Rangga menuntun Ree untuk berputar kemudian menangkapnya kembali. Kali ini tubuh mereka lebih rapat. Ree dapat merasakan hembusan napas Rangga di wajahnya.
"Kau mendapatkan luka itu karena perbuatan yang mulia." Lanjut Ree dengan pelan, "Aku tidak suka bila orang menghiraukan perbuatan itu dan hanya mengejek luka yang tersisa."
Untuk pertama kali, tatapan Rangga menjadi sangat lembut.
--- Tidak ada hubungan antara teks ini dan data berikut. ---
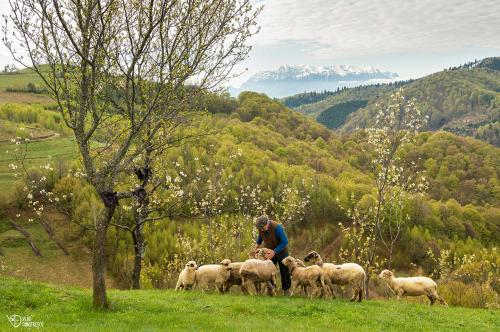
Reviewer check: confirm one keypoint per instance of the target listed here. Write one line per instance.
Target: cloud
(372, 27)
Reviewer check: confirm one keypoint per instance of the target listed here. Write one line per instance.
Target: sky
(410, 37)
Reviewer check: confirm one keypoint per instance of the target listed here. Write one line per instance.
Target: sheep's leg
(314, 291)
(442, 301)
(354, 294)
(244, 287)
(273, 282)
(332, 292)
(294, 286)
(257, 286)
(360, 295)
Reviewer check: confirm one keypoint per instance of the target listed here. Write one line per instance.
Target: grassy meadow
(69, 309)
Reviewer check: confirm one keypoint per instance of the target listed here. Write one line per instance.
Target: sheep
(216, 274)
(305, 276)
(413, 286)
(234, 276)
(301, 264)
(187, 277)
(256, 271)
(344, 274)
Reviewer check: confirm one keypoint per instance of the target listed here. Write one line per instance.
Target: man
(273, 237)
Mata hitamnya menangkap mata hitam Ree.
Mendengar Ree berkata seperti itu... Gadis itu tidak tahu betapa pentingnya perkataan itu untuk Rangga. Ia dengan seketika melupakan olokan orang lain, bahkan melupakan bahwa luka bakar itu pernah ada.
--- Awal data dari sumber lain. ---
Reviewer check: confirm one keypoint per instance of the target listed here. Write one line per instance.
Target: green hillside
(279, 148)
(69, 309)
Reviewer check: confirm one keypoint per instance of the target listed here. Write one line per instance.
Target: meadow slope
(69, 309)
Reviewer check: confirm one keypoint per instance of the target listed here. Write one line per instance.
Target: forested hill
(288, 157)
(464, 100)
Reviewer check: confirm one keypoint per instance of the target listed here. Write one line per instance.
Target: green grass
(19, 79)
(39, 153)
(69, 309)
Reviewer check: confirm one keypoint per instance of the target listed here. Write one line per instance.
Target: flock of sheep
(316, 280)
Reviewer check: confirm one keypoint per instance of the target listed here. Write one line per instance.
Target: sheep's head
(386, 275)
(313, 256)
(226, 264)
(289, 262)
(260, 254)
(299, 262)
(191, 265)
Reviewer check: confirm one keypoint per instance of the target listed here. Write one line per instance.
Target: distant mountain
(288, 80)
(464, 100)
Rangga mendesak jauh pemikiran mengenai turnamen dan pemberontakkan dari kepalanya. Malam ini ia tidak ingin memikirkan terlalu banyak. Entah mengapa ia memiliki hasrat untuk hanya menari dengan Ree, melihat gadis sebangsanya dalam balutan gaun merah yang menawan.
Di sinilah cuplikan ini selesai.